As part of a pilot project in Minneapolis, indoor/outdoor advertising company NextMedia Group has installed more than 100 Internet-connected LCD screens in the vanity areas of public bathrooms at restaurants and arenas. The test has attracted such advertisers as local TV stations, who advertise their evening newscasts during dinner, and the Minnesota Lottery, which can change its ads to reflect the most current jackpot.
right place, right time
Going digital may allow the industry, which has long yearned for a larger slice of the advertising pie, to grow its share at the expense of other day-parted media-most likely, TV. According to Outdoor Advertising Association of America, outdoor accounts for 3% to 4% of total ad spending; Stephen Freitas, the OAAA's chief marketing officer, thinks it could eventually capture 10%. The technology, he says, puts outdoor "at the right place at the right time, with other media having problems reaching audiences. ... Outdoor is not an on-demand medium. You can't choose to see it, you have to see it."
Mr. Meyer loves to point out the implications in the macro advertising mix. "All of these different media are under pressure because technological advances are threatening the old business model," he said. "But think about how technology relates to outdoor. There is virtually no advance that threatens our business-at least not for a long, long time."
Additionally, the ability to change messages on a dime has cracked open new outdoor advertising categories and allowed existing outdoor advertisers to incorporate more of their media plan into outdoor. Retailers can use digital outdoor to tout slower-moving products or advertise a short-term sale.

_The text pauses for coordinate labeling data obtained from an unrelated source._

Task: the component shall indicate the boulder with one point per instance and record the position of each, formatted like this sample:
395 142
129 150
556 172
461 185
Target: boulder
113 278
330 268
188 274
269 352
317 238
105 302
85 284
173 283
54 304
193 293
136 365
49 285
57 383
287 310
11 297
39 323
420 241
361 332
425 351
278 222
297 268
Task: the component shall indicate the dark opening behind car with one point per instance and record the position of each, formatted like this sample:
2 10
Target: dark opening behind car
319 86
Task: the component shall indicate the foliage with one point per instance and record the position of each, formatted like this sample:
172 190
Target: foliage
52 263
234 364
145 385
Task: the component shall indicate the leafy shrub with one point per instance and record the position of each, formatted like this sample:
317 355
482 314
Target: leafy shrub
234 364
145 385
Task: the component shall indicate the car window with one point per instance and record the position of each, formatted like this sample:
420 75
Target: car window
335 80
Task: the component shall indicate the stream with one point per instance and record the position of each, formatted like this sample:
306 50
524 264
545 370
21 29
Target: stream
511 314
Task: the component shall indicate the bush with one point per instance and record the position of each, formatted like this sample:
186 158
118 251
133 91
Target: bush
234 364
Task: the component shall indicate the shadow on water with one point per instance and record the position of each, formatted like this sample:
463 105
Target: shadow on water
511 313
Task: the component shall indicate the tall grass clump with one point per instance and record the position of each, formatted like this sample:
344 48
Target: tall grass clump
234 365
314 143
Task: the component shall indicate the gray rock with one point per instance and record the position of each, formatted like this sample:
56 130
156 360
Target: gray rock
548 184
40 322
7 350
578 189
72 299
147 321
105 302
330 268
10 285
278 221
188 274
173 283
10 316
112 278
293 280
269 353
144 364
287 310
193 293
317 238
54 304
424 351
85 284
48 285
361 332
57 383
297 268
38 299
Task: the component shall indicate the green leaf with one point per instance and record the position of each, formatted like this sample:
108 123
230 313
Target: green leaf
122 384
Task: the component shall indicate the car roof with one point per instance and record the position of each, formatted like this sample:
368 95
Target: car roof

Bill Ripp, Lamar's area field manager for its digital SmartBoards, said financial companies in Pittsburgh are broadcasting call-to-action messages where they used to only display branding campaigns. Says Clear Channel's Mr. Meyer: "Our greatest weakness as an ad medium was not being able to react as quickly as others."
Digital advertising typically carries higher CPMs than static ones, though the premium Clear Channel will charge on its digital billboards in Cleveland has yet to be determined. It will shake out by "trial and error," said Mr. Meyer. Mr. Ripp estimated that CPMs on Lamar's digital boards run about twice those of vinyl billboards, though it varies from case to case. AdSpace Media charges a $2.06 CPM for its indoor digital signs.
Arbitron, Nielsen Media Research and the Traffic Audit Bureau are all involved in trying to create better measurement for the dynamic medium. Nielsen recently wrapped up a recent GPS-oriented trial in Chicago, the TAB is adding a "likelihood-to-see" component to its indices and Arbitron is working to integrate outdoor into its Apollo project. "To me, [digitized outdoor] is like when FM radio came out," said Joan Gerberding, VP of Arbitron Outdoor. "It's the next step."